山东大学附属济南市中心医院皮肤科,济南,250013

皮肤混合瘤(mixed tumor of the skin,MTS)是一种临床少见的来源于附属器肿瘤,又称为软骨样汗管瘤(chondroid syringoma,CS)。皮损好发于头、面、颈部。由于MTS临床少见,易误诊。现总结分析我科门诊手术切除并病理确诊的12例皮肤混合瘤,结合文献探讨其临床病理特点,以提高对该病的认识。

1 材料和方法

选取自2008年至2020年6月在我院皮肤科就诊,经病理确诊并有完整资料的12例MTS患者。
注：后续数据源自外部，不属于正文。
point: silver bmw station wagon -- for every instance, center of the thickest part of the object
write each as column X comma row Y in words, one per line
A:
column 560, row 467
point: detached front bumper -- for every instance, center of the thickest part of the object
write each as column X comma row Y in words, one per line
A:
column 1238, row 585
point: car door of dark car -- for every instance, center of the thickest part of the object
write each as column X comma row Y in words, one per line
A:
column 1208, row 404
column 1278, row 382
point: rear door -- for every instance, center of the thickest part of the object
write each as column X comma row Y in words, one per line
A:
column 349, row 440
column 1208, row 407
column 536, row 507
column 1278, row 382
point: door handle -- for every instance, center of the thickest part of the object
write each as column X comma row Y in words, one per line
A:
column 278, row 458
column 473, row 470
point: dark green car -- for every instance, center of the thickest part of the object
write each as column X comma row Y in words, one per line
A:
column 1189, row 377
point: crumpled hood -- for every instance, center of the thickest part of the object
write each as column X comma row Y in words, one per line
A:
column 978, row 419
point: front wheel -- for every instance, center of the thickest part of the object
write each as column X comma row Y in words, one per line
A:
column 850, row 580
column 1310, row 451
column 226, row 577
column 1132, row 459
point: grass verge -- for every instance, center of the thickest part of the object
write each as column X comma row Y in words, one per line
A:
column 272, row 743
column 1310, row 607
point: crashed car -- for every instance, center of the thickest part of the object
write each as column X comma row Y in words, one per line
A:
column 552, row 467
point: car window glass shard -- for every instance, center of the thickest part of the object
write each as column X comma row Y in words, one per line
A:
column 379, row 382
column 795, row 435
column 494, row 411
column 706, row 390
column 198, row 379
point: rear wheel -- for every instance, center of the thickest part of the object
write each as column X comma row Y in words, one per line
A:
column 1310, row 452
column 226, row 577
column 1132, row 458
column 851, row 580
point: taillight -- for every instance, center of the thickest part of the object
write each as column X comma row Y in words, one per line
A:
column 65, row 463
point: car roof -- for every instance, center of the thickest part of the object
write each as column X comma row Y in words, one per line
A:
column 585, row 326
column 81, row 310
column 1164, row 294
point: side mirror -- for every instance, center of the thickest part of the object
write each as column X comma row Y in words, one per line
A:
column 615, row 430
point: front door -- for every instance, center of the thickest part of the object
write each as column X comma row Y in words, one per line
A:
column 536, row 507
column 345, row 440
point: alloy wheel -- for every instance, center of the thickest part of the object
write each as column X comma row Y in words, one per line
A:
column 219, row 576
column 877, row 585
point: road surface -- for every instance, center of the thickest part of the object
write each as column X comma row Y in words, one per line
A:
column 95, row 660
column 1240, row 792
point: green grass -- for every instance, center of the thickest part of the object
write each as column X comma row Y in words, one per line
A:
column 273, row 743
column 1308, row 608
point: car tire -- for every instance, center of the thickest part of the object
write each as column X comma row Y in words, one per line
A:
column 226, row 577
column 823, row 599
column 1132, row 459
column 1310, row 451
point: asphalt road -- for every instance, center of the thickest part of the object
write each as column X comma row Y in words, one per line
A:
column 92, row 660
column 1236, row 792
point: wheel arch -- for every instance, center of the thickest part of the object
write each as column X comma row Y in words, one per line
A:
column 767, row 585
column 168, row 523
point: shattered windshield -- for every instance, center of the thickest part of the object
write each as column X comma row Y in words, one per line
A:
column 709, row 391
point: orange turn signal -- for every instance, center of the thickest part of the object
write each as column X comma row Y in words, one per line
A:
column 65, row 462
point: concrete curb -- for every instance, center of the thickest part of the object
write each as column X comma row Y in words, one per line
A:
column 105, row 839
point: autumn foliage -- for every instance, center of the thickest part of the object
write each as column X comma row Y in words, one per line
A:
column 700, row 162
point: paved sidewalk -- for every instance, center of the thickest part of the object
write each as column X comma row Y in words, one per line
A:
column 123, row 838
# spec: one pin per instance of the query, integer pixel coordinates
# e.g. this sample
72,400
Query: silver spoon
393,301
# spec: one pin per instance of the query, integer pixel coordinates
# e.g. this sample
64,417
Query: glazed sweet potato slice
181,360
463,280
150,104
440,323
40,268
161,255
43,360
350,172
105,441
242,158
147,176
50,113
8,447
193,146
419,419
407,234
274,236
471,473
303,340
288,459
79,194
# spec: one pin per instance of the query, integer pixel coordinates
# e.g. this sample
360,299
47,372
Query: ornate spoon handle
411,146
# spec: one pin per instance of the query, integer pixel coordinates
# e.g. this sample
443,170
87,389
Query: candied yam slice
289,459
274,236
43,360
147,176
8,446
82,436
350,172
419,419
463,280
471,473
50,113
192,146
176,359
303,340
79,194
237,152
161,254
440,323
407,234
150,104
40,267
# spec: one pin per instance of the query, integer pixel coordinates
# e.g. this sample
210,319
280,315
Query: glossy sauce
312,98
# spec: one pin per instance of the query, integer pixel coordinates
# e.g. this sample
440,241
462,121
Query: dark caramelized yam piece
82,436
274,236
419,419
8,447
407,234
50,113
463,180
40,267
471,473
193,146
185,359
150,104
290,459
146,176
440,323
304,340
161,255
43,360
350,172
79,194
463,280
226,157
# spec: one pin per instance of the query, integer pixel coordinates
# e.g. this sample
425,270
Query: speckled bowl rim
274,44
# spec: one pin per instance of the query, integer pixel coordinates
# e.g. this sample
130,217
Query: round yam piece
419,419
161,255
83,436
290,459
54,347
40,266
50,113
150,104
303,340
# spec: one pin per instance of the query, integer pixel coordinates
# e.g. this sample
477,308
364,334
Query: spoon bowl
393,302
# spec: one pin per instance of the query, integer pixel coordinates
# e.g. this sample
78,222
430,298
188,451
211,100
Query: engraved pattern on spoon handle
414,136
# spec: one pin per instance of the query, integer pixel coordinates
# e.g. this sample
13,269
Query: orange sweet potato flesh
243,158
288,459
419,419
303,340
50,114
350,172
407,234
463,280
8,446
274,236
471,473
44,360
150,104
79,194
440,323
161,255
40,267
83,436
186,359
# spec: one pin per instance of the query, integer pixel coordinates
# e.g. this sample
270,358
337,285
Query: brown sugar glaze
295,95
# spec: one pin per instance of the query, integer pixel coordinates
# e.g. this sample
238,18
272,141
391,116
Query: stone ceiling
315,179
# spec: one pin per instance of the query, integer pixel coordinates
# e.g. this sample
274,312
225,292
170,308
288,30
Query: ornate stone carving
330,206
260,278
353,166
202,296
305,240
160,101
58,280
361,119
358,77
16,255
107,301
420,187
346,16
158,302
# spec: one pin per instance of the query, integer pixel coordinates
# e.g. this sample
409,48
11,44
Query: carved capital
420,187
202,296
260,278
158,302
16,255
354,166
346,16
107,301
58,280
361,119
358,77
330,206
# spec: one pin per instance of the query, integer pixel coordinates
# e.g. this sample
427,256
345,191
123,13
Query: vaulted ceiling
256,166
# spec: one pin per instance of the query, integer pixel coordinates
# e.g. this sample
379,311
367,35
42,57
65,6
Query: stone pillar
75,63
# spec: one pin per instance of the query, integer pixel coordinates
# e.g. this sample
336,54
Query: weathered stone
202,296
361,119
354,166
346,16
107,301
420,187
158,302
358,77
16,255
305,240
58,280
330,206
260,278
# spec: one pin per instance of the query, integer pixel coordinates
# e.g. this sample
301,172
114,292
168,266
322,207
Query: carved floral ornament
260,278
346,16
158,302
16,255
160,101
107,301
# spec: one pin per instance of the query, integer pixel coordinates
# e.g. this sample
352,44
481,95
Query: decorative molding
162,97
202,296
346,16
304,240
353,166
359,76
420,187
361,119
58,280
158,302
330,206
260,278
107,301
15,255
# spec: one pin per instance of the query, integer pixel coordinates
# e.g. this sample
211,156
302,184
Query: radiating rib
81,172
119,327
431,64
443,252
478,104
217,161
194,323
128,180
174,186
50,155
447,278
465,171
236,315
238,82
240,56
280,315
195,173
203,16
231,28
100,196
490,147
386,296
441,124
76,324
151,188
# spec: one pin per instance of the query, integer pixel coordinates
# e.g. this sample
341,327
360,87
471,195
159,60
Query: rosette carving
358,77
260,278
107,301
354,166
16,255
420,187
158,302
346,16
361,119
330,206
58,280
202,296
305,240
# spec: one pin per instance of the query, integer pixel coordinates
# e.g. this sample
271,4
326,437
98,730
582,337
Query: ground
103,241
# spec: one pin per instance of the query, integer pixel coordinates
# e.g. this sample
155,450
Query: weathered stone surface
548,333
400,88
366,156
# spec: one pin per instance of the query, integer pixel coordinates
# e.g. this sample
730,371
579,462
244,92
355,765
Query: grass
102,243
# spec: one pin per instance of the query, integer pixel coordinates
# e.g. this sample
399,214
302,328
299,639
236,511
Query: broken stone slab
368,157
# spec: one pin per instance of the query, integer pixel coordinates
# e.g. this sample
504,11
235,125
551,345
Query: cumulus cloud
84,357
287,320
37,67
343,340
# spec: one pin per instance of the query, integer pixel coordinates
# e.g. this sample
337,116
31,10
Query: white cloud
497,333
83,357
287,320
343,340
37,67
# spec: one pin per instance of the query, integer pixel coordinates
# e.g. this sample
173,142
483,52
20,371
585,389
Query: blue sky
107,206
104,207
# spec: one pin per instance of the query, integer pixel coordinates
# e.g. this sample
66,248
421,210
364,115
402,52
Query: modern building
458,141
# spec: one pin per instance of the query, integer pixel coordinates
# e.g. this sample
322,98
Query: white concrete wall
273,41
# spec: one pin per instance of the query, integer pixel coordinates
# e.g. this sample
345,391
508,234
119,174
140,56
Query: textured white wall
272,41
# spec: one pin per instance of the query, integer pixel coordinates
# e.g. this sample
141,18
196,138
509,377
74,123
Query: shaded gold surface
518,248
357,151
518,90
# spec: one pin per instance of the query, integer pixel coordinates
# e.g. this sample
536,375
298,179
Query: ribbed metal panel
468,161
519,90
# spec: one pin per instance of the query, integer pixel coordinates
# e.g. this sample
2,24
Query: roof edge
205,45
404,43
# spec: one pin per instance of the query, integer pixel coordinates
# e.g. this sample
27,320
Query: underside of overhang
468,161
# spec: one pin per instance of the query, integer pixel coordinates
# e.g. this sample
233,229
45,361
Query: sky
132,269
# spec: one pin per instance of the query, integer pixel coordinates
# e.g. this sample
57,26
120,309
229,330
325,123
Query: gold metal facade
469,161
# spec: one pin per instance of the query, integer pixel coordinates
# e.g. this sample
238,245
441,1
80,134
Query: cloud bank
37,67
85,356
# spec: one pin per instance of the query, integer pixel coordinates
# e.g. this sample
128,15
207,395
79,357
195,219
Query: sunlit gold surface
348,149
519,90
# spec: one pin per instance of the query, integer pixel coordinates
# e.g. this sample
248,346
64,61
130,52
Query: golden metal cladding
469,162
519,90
回顾性分析患者的发病年龄、发病部位、皮损特征、误诊情况、病理表现等。

2 结果

患者发病年龄为22~77岁,平均(50.08±16.52)岁,中位年龄51岁。男女比为1.4∶1。患者病程为0.5~5年,中位病程为1年。12例均发生于面部,其中上唇部4例、鼻部3例、面颊部3例、右嘴角1例、下颌部1例。肿物均为单发,大小约为0.3 cm×0.3 cm~1.1 cm×1.4 cm。11例表现为淡红色或肤色肿物,表面光滑,边界清楚、质硬,活动度可(图1a~1c)。有1例患者表现为花生大外生性肿物,表面结血痂及浅黄色浆痂,界清、质韧,活动度可(图1d)。11例患者无明显自觉症状,1例出现疼痛。12例患者中只有1例临床诊断为MTS,其余诊断为皮肤纤维瘤和表皮样囊肿的各3例,诊断为钙化上皮瘤及附属器肿瘤的各1例,诊断为皮角1例,皮疹待查2例。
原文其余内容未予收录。